O homem sempre teve mãe, é capaz de reconhecer e reagir a essa figura. Essa
capacidade é herdada, é uma potencialidade que o ser humano tem por conta das
experiências dos seus antepassados. No entanto, os arquétipos são como já
dissemos, como formas sem conteúdo, esse conteúdo dependerá das relações que o
indivíduo estabelecer durante sua vida.
Os
arquétipos estão presentes em temas mitológicos que reaparecem em contos de
fadas e lendas populares de épocas e culturas diferentes. Os mesmos temas podem
ser encontrados em sonhos e fantasias de muitos indivíduos.
Segundo
Jung (1986), os arquétipos, como elementos estruturais e formadores do
inconsciente, dão origem tanto às fantasias individuais quanto às mitologias de
um povo.
A
história de Édipo é um exemplo de um arquétipo. É um motivo tanto mitológico
quanto psicológico, uma situação arquetípica que lida com o relacionamento do
filho com seus pais.
As
imagens dos arquétipos podem variar em detalhes de povo para povo, de pessoa
para pessoa, no entanto, sem perder sua configuração original. Por exemplo, o
arquétipo de mãe inclui não somente a imagem real de mãe de cada indivíduo, mas
também todas as figuras de mãe, figuras nutridoras. O arquétipo materno inclui
aspectos positivos e negativos, como a mãe ameaçadora, dominadora e sufocadora.

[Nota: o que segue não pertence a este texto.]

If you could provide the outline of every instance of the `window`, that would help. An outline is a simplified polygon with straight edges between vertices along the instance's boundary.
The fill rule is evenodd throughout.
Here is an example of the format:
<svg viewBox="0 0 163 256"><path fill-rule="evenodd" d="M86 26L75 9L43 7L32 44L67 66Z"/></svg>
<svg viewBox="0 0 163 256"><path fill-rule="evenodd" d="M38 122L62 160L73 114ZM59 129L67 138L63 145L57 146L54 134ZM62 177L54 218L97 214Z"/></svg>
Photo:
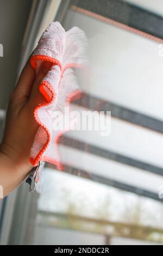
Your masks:
<svg viewBox="0 0 163 256"><path fill-rule="evenodd" d="M47 164L42 193L20 188L8 242L161 244L162 1L59 2L55 20L89 44L90 81L73 103L111 111L111 134L64 136L65 171Z"/></svg>

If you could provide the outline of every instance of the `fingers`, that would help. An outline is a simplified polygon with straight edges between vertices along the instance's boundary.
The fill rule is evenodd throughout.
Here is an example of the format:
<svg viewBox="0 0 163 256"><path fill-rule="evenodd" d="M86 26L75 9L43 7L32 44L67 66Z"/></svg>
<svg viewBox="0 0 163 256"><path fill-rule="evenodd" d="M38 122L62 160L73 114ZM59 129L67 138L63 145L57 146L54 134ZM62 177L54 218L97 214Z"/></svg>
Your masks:
<svg viewBox="0 0 163 256"><path fill-rule="evenodd" d="M43 78L46 76L48 71L52 66L52 63L48 62L43 62L40 65L38 73L33 83L30 97L28 102L30 107L34 109L39 103L45 101L45 98L39 92L39 84Z"/></svg>
<svg viewBox="0 0 163 256"><path fill-rule="evenodd" d="M14 89L15 97L19 99L28 99L36 76L35 70L31 66L29 58L23 69L16 87Z"/></svg>

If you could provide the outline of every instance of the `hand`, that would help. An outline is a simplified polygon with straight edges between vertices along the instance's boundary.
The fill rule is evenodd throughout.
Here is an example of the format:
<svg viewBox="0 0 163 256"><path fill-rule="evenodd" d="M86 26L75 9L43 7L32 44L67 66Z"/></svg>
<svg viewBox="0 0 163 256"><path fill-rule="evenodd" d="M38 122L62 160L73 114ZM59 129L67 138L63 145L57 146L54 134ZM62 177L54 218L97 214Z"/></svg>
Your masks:
<svg viewBox="0 0 163 256"><path fill-rule="evenodd" d="M45 101L39 85L49 67L49 63L43 62L36 76L28 60L10 96L0 145L0 185L4 196L19 185L33 167L30 150L38 128L33 112Z"/></svg>

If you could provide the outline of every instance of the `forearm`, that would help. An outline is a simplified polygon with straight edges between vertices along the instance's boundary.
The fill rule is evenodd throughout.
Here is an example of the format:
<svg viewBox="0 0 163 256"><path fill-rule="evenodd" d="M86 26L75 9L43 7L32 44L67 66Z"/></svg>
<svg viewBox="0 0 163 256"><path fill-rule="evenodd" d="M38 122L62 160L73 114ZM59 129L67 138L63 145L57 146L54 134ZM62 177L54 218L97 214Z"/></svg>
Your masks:
<svg viewBox="0 0 163 256"><path fill-rule="evenodd" d="M18 161L16 163L13 159L1 150L1 146L0 163L0 186L3 188L3 197L4 197L27 178L31 166Z"/></svg>

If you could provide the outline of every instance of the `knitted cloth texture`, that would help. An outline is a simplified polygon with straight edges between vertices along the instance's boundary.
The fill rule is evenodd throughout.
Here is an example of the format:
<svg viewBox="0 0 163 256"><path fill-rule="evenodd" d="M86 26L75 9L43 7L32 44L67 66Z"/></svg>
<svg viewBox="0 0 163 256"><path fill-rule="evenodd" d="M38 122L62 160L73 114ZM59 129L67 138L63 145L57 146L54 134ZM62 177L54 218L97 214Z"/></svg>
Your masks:
<svg viewBox="0 0 163 256"><path fill-rule="evenodd" d="M34 112L39 124L30 150L30 160L34 166L42 161L62 168L58 142L66 130L53 129L54 114L59 111L64 113L65 107L81 95L74 69L87 66L86 48L86 38L83 31L74 27L65 32L59 22L55 22L43 33L30 58L30 64L36 72L42 62L52 63L39 86L45 102L39 104Z"/></svg>

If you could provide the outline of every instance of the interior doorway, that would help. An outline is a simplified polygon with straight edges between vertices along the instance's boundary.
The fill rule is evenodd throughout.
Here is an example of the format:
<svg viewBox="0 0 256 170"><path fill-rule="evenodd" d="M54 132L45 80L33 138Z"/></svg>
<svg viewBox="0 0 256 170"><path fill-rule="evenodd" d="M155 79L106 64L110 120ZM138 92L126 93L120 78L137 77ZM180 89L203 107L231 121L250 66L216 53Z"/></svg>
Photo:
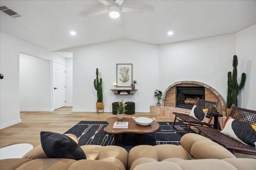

Na Idade Média, por exemplo, este aspecto do arquétipo estava cristalizado na
imagem da velha bruxa.
Os
arquétipos estão nos mitos e contos de fadas, mas não são reconhecidos e
entendidos conscientemente, nem racionalmente. Isso porque não fazem parte do
mundo da razão e sim do inconsciente da humanidade.
De
acordo com Jung (1986), o inconsciente se expressa primariamente através de
símbolos. Embora nenhum símbolo concreto possa representar de forma plena um
arquétipo, quanto mais um símbolo se harmonizar com o material inconsciente
organizado ao redor de um arquétipo, mais ele evocará uma resposta intensa e
emocionalmente carregada.
Além
dos símbolos encontrados em sonhos ou fantasias de um indivíduo, há também
símbolos coletivos importantes.
O
símbolo representa a situação psíquica do indivíduo num dado momento. O símbolo
pode ser algo familiar, da vida diária. Uma palavra ou imagem é simbólica
quando implica alguma coisa além de seu significado manifesto e imediato. Ou
seja, o símbolo tem um aspecto inconsciente mais amplo que não é nunca
precisamente definido ou plenamente explicado.
Os
contos de fadas, mitos e sonhos são carregados de símbolos, representações de
acontecimentos psíquicos. Mas, enquanto os sonhos apresentam-se sobrecarregados
de fatores de natureza pessoal, os contos de fadas encenam os dramas da alma
com materiais pertencentes em comum a todos os homens.
Nos
sonhos também aparecem símbolos que fazem parte do inconsciente coletivo. Esses
símbolos são muito antigos e desconhecidos (conscientemente) do homem.
Os
contos de fadas têm origem nas camadas profundas do inconsciente, comum à
psique de todos os humanos. Pertencem, portanto, ao mundo arquetípico. Por isto
seus temas reaparecem de maneira tão evidente e pura nos contos de países os
mais distantes, em épocas as mais diferentes, com um mínimo de variações.
Os
contos atingem faixas para além do consciente. O homem pressente que ali se
espelham acontecimentos em desdobramento no seu próprio e mais profundo íntimo.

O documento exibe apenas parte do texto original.